Hypothesis / aims of study
Artificial urethral sphincter (AUS) is the gold standard as a treatment for severe stress urinary incontinence (SUI) after radical prostatectomy. The number of AUS implantations has been increasing in Japan since the remedy was provided by medical insurance in 2012. Even though the AUS is implanted, symptoms of SUI worsen again and revision surgery is required because of urethral atrophy, urethral erosion, mechanical failure, and so on. Previous reports indicated that approximately 30-50% of patients have experienced treatment failure during follow-up1,2. However, there are few reports focusing on long term patient reported outcome after surgery. Therefore, we conducted a prospective study into how quality of life (QOL) reported by patients with AUS implantation changes before and after the surgery over time.

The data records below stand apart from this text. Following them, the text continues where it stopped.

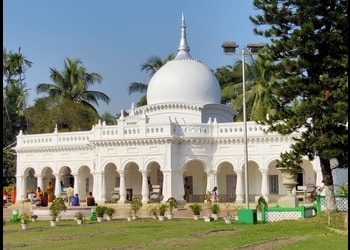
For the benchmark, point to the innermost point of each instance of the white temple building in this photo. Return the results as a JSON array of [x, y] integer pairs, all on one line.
[[184, 131]]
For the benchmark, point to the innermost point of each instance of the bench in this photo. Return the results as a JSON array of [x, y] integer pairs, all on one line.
[[303, 191], [69, 213]]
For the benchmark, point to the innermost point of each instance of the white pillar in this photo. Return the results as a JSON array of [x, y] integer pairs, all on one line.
[[40, 182], [21, 189], [57, 185], [76, 183], [145, 189], [211, 180], [239, 186], [122, 189], [264, 184]]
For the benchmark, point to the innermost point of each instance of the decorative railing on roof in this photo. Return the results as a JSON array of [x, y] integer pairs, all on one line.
[[141, 130]]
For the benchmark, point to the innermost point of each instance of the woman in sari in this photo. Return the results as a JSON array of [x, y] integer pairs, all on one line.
[[50, 192], [38, 192]]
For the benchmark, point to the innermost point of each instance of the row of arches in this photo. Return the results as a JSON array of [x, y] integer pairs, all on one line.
[[134, 180]]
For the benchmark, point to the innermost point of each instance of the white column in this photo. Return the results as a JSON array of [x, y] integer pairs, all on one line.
[[21, 188], [40, 181], [239, 186], [96, 186], [76, 183], [211, 180], [264, 184], [122, 188], [145, 189]]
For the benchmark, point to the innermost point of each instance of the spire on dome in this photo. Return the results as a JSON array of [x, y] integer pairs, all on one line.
[[183, 49]]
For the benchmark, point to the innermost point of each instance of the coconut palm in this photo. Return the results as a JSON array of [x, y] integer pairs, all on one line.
[[73, 83], [153, 64]]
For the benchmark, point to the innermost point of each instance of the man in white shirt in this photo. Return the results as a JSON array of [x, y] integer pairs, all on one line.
[[70, 194]]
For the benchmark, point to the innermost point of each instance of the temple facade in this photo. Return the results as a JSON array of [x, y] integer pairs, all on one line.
[[183, 132]]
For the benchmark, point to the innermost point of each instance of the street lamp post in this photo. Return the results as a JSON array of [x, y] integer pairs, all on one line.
[[245, 134], [230, 49]]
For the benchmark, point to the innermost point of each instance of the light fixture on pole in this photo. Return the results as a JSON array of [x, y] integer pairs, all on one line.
[[230, 49]]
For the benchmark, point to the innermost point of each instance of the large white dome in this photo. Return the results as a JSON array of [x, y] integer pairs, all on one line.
[[183, 81]]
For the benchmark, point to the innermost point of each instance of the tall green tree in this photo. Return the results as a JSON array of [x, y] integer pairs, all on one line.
[[309, 86], [153, 64], [73, 83], [257, 99], [44, 116], [15, 65]]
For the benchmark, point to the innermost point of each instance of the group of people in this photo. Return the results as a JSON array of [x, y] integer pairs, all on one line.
[[73, 199], [5, 194], [39, 199]]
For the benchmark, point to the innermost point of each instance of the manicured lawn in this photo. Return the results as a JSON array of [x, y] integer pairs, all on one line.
[[312, 233]]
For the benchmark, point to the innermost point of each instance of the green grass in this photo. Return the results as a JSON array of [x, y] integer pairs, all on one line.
[[311, 233]]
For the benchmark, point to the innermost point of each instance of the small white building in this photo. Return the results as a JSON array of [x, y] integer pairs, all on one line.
[[184, 131]]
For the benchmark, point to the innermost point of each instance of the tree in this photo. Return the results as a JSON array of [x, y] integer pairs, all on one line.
[[257, 99], [308, 58], [153, 64], [14, 105], [73, 83]]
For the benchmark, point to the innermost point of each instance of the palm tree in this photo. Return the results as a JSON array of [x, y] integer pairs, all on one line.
[[257, 99], [72, 83], [153, 64]]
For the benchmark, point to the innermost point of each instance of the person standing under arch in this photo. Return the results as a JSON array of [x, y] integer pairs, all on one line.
[[13, 195], [70, 194], [38, 193], [214, 194]]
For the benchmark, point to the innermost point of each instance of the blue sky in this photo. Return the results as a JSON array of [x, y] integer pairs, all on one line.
[[113, 38]]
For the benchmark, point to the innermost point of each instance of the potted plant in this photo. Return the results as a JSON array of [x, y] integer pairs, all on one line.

Study design, materials and methods
Fifty-eight patients underwent AUS implant surgery in our institute from 2007 to 2018,11 of whom have been followed for more than 4 years after primary surgery without revision in our institute continuously. Patients have filled out the questionnaire of ICIQ-SF (International Consultation on Incontinence) and KHQ (King Health Questionnaire) before, 1 year and 4 more years after primary surgery. For ICIQ-SF, patients were asked to rate answers on a Likert scale with a maximum possible score on the first 3 questions of 5, 6 and 10, respectively. KHQ consists of 9 items scored on a scale of 0 to 100 with 0 representing the best condition and higher scores indicating worse conditions. The Wilcoxson signed rank test was used to compare changes in total scores of ICIQ-SF and each KHQ domain at the points before vs 1 year and more than 4 years after surgery.
Results
Fifty-eight patients underwent AUS implantation (all devices were AMS 800TM), 8 of whom had revision of AUS (median time of revision surgery was 35.5 months after first surgery). The reasons for treatment failure were mechanical failure, urethral atrophy and urethral erosion in 4 cases, 3 cases and 1 case, respectively. Eleven of 50 patients (non-revision group) had been followed continuously for more than 4 years in our institute. The median age of the 11 patients and follow-up months after AUS implantation were 77 years old and 52 months, respectively. Regarding ICIQ-SF, total score deteriorated at the point of 4 years after surgery after having improved significantly at 1 year after surgery (p=0.017) (Figure 1). Six of 9 domains of KHQ improved significantly at a year after surgery. In addition, 2 domains (Role limitation score and Social limitation score) have significance at 4 years after surgery compared to these before surgery (Figure 2). On the other hand, the score of General health perceptions turned worse after having improved at 1 year after surgery.
Interpretation of results
The increase of ICIQ-SF total score during long term follow-up means that the efficacy of AUS was attenuated over time.  However, all patients but 8 have been relatively satisfied with the efficacy of their device for a long time; these 8 patients due to device failure at a median of 35.5 months after surgery. The reasons for device failure are categorized as mechanical issues, urethral atrophy, urethral erosion and device infection. In addition, previous reports indicated that treatment failure is likely to occur mostly during the first 3 years after surgery. These results suggest that patients who avoid infection, urethral erosion and atrophy in the first 3 years after primary surgery could keep relatively better long-term QOL affected by urinary dysfunction.  Five of 11 patients answered “Not Applicable” in the domain “Personal relationship”. This is the reason why the domain did not improve significantly during follow-up in this study. We presume that SUI does not cause severe problems in their relationship with their partner, because Japanese senescence patients are generally sexually inactive.
Concluding message
The long term QOL after AUS implantation more than 4 years after surgery is satisfactory. The treatment failure could worsen patient QOL until 3 years after primary surgery, resulting in requirement of revision. On the other hand once the patients avoid treatment failure by some causes such as mechanical failure, infection, urethral erosion and atrophy  until three years after surgery, they could enjoy better outcomes.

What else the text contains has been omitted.